Park's 'Crown of Lights' to be restored to its former glory
A gardens campaigner has succeeded in ensuring flowerbeds in a Heckmondwike park won’t be stripped out.
Retired council gardener Pete Fawcett – revealed last week as the mystery gardener who maintains planters in Cleckheaton town centre out of his own pocket – raised concerns over Green Park in Heckmondwike.
Pete, 72, who worked for Kirklees Council’s parks department for 32 years, raised the alarm when he saw that flowerbeds which formed part of Green Park’s “Crown of Lights” design had been left bare.
Every other flowerbed had been left unplanted and Pete counted seven beds, normally full of blooms, which had not been touched.
“These flowerbeds were going to be stripped out and quietly made to disappear when no-one was looking,” said Pete. “However, I am always keeping a watching eye on our parks and gardens.
“These flowerbeds are part of a grand design for Green Park and the crown wouldn’t be a crown without them – they are the jewels in the crown in fact.”
Pete also expressed concern that the council had been slow to replace up to 15 old and dying cherry trees which had to be cut down on safety grounds. Only three replacements had been planted.
The park is in the heart of Heckmondwike town centre and hosted the Crown of Lights Music Festival for many years and also Christmas lights switch-on events.

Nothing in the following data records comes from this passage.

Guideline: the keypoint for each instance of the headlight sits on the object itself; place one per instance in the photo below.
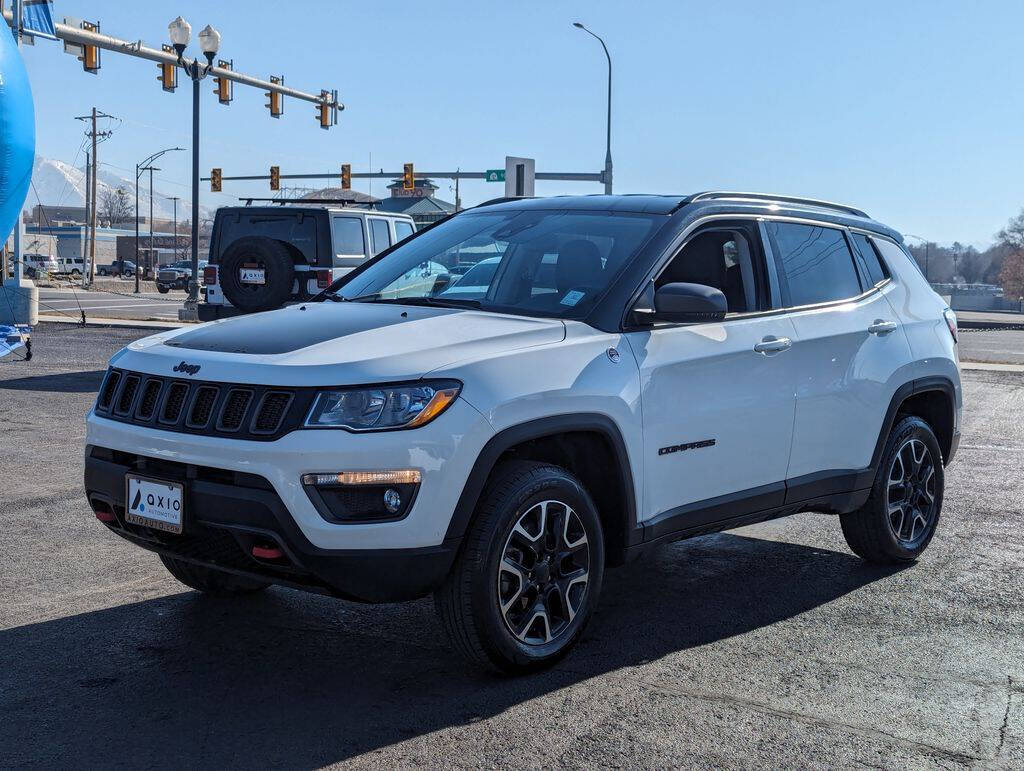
(378, 408)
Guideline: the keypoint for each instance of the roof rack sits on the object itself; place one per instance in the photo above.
(711, 195)
(310, 201)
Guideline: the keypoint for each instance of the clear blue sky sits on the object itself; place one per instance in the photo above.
(908, 110)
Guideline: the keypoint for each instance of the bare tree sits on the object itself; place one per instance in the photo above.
(114, 206)
(1011, 239)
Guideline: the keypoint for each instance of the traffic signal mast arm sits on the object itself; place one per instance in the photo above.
(107, 42)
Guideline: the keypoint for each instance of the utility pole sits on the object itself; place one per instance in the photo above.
(88, 186)
(90, 191)
(152, 261)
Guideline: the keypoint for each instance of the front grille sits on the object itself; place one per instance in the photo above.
(202, 408)
(270, 412)
(175, 400)
(151, 397)
(126, 397)
(241, 412)
(109, 389)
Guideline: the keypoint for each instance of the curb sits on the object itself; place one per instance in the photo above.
(986, 367)
(130, 323)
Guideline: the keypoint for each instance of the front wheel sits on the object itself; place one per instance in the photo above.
(529, 573)
(900, 517)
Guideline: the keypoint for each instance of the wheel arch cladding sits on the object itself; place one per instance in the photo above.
(932, 399)
(588, 445)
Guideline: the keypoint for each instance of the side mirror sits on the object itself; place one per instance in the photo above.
(689, 303)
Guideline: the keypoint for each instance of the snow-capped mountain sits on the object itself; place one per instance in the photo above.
(59, 183)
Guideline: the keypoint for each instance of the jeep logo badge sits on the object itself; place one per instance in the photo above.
(186, 368)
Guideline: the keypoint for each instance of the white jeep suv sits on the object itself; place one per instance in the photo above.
(627, 372)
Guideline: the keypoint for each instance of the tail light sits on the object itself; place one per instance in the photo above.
(950, 317)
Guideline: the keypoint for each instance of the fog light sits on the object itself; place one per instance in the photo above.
(392, 501)
(397, 476)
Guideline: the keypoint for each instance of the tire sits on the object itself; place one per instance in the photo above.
(519, 500)
(910, 480)
(209, 581)
(276, 263)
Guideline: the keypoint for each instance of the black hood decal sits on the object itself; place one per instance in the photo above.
(297, 328)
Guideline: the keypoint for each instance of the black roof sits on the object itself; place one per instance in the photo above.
(712, 202)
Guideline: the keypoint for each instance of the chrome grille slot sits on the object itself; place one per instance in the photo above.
(233, 412)
(270, 412)
(151, 397)
(202, 407)
(126, 396)
(109, 389)
(174, 402)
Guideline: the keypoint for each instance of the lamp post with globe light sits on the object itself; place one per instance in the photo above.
(209, 43)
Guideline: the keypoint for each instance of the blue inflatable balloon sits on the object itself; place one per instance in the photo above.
(17, 132)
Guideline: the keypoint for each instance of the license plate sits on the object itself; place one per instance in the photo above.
(154, 503)
(252, 275)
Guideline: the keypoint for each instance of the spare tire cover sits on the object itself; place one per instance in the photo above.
(257, 252)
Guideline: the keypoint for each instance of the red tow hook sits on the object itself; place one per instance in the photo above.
(102, 512)
(267, 552)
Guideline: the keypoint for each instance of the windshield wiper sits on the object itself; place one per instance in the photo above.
(437, 302)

Pete videoed what he found and sent it to council leader Shabir Pandor and other local councillors, prompting what he described as a flurry of activity in the park.
Coun Will Simpson, cabinet member for culture and Greener Kirklees, said: “The replanting of beds in Green Park is due to be completed this week following a delivery of plants, and will bring the ‘Circle of Light’ back to full flower for all to enjoy whilst in the park.
“The original cherry blossom trees had reached the end of their life and were replaced by three cherry trees gifted to the park by the Japanese embassy to celebrate cherry blossom season.
“We are also exploring additional tree planting to replace the original donated cherry blossoms, further brightening up the space for local residents.”